Crook, Gordon Date
1982 See full details
In 1972 Crook immigrated to Wellington, New Zealand where his friend, the artist John Drawbridge lived, and he could focus solely on making art. In 1979 he was commissioned to create twenty banners for the New Zealand embassy in Washington. The banners reflect Crook’s interpretation of imagery from the South Pacific. He also created works for several other New Zealand embassies such as Tonga, Samoa and Mexico.
Between 1981 and 1983, Crook designed banners for the newly built Michael Fowler Centre, under the theme ‘Definitely Wellington’. He designed twenty-two pieces in total – twelve banners for the entrance foyer, as well as ten wall hangings, for the outer wall of the auditorium. These massive works have become icons of Wellington’s artistic culture and heritage and have helped ignite interest and appreciation of textiles as an art form.

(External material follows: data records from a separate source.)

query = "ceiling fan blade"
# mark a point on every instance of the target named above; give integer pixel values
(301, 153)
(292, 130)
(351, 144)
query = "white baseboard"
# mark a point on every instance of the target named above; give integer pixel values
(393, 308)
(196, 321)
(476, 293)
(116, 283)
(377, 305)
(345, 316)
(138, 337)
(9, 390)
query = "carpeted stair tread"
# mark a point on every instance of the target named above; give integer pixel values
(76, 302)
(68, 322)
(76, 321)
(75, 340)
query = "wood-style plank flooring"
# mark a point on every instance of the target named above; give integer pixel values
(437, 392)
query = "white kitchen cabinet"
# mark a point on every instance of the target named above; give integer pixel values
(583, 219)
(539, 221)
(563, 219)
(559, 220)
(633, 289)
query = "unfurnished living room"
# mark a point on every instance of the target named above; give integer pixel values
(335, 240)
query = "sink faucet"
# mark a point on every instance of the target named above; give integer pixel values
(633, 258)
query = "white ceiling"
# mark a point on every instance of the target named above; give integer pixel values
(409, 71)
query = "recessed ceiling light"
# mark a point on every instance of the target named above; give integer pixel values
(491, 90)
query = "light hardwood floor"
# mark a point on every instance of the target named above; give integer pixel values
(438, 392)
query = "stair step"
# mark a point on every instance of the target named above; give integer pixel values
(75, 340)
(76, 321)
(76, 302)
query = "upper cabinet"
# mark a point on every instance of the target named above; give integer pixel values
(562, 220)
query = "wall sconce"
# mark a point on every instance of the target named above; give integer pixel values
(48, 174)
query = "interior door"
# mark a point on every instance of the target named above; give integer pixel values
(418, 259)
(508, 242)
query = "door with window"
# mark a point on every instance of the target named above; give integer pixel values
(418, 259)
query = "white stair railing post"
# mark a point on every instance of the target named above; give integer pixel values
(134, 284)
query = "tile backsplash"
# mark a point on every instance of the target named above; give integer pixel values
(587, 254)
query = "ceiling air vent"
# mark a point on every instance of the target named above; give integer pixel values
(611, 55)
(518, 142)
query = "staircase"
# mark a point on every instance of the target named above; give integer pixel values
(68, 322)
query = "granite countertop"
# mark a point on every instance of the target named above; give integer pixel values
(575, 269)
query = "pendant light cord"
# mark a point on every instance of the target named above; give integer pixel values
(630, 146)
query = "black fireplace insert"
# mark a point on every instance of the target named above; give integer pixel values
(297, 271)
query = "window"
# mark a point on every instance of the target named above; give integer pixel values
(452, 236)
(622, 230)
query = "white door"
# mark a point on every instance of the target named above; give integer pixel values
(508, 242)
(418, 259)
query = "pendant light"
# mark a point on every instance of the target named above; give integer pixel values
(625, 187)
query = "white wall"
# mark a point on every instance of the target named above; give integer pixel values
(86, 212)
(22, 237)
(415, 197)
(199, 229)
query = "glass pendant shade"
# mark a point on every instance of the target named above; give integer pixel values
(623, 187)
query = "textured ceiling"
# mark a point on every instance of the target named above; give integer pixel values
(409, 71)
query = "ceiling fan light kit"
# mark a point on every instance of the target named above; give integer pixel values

In 1993 the Wellington City Gallery presented a major retrospective of Crook’s work, entitled ‘An Introduction to the World of Gordon Crook.’ The exhibition comprised of over 70 examples of his work, representing a range of his work from book art, collage, drawing, painting, paper casts, photomontage, printmaking and tapestry.
A documentary about his life and work was premiered at the 2010 International Film Festival in Wellington. Directed by Claire O’Leary, the film documented the life of the ‘the frank and charmingly idiosyncratic Crook,’ and definitively relocated the artist within the canons of great New Zealand artists.